Я подошла к большой центральной лестнице, по которой мы обычно спускались в парадный зал на ужин, быстро пересекла ее и вошла на незнакомую мне мужскую территорию. Проходя мимо швейцарских охранников, я отвернулась, притворившись крайне занятой. Никто не остановил меня… Юноши, наверное, тоже готовились к ужину.
Внезапно справа открылась дверь, выпуская облачко пара, из которого выступил молодой человек с банным полотенцем на бедрах. В мускулистых руках он держал сверток с одеждой. Обнаженный торс, мокрые волосы и румяные от купания щеки смутили меня. Я узнала Тристана де Ля Ронсьера.
– Диана де Гастефриш? – воскликнул он. – Что вы здесь делаете?
– Я… э… Я ищу почту, – пролепетала я, отводя взгляд от рельефного пресса. И тут же добавила: – Мадам Тереза попросила меня принести письмо.
– Правда? Подождите, я переоденусь и отведу вас туда.
Не дав мне опомниться, он скрылся в умывальне и вскоре вышел, одетый в рубашку, кюлоты и чулки.
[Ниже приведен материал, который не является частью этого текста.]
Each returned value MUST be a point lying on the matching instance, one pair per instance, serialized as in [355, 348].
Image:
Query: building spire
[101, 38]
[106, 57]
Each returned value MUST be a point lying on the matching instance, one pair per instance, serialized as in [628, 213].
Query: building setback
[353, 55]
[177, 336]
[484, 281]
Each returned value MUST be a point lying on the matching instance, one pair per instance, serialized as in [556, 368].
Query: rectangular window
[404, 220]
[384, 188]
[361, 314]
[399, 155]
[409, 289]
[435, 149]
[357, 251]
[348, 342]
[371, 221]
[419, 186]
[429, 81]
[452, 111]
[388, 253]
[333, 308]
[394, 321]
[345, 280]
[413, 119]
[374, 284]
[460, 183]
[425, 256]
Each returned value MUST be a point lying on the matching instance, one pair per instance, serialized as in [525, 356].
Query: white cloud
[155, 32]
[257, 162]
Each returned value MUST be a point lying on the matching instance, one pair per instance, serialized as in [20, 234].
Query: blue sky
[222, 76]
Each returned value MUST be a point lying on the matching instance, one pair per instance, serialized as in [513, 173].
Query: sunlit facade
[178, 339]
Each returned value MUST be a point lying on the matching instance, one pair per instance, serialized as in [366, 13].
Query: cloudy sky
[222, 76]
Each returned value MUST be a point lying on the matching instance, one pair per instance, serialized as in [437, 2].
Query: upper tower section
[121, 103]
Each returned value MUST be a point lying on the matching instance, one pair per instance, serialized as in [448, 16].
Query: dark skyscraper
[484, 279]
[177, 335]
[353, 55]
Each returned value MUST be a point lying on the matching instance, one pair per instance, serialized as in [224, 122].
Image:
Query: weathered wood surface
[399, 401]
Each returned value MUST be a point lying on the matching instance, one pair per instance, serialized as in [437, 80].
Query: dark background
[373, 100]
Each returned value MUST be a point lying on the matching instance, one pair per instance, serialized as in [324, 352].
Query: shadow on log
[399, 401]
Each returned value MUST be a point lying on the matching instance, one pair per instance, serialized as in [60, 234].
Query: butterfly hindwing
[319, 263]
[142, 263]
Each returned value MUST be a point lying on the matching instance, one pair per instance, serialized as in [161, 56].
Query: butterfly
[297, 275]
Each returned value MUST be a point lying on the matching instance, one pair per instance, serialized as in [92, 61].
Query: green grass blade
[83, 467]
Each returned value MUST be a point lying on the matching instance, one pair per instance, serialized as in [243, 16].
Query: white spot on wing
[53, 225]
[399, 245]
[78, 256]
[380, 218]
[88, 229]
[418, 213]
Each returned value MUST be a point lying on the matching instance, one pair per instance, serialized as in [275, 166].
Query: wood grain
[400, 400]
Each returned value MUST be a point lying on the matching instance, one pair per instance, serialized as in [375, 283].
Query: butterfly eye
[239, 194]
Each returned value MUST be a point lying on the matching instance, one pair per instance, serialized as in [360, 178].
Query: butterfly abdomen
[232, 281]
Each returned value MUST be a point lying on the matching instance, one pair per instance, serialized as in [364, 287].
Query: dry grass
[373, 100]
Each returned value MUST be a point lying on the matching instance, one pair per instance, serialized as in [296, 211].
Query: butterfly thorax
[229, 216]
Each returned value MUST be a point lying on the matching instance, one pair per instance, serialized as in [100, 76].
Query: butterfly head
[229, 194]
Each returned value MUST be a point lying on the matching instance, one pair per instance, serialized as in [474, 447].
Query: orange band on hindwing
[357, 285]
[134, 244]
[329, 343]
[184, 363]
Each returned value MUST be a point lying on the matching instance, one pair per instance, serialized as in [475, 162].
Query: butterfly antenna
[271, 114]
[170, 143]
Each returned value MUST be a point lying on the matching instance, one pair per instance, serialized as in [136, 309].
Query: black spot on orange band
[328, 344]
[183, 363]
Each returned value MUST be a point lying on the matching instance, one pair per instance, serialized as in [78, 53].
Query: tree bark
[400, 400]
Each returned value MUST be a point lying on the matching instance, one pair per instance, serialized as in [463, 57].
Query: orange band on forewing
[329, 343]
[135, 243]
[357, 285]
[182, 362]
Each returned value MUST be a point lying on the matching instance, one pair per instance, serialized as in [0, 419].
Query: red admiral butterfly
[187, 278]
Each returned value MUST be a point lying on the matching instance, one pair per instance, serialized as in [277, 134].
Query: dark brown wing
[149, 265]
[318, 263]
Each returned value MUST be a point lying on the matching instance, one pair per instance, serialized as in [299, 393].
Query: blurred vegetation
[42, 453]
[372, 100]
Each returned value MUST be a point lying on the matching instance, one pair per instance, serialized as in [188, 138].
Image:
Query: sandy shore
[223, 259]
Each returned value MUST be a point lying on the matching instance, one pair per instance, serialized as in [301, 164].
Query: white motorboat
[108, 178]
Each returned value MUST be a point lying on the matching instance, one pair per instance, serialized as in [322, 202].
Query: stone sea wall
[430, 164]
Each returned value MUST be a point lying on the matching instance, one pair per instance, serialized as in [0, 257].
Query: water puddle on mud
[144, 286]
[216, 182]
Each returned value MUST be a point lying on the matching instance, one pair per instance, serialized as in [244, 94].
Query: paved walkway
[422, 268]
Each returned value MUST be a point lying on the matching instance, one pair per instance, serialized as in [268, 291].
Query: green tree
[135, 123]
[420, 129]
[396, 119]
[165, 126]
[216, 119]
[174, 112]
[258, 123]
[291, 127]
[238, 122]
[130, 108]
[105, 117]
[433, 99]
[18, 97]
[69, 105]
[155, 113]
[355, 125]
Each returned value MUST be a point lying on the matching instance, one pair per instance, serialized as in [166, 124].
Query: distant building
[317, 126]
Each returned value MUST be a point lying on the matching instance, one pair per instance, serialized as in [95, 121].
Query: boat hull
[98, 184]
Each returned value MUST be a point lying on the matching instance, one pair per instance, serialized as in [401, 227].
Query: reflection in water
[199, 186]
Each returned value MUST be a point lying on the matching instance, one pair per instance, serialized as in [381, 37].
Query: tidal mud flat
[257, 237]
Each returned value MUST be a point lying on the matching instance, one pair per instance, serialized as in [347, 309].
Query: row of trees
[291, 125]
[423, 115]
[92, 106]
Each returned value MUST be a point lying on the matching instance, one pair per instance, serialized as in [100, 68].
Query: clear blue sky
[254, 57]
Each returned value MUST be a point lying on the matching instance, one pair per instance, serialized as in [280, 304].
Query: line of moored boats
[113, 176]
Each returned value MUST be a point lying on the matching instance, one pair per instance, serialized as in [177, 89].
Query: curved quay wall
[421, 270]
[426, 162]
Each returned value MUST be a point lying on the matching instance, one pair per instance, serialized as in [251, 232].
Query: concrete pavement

– Мадам Тереза отправила вас вместо слуги, потому что вы деревенская?
На его лице появилась усмешка, которую мне тут же захотелось стереть пощечиной.
Но я лишь изящно улыбнулась:
– Ха-ха, очень смешно! Только вы неправильно поняли. Я вызвалась сама, потому что речь идет о письме из Оверни. И оно касается непосредственно меня.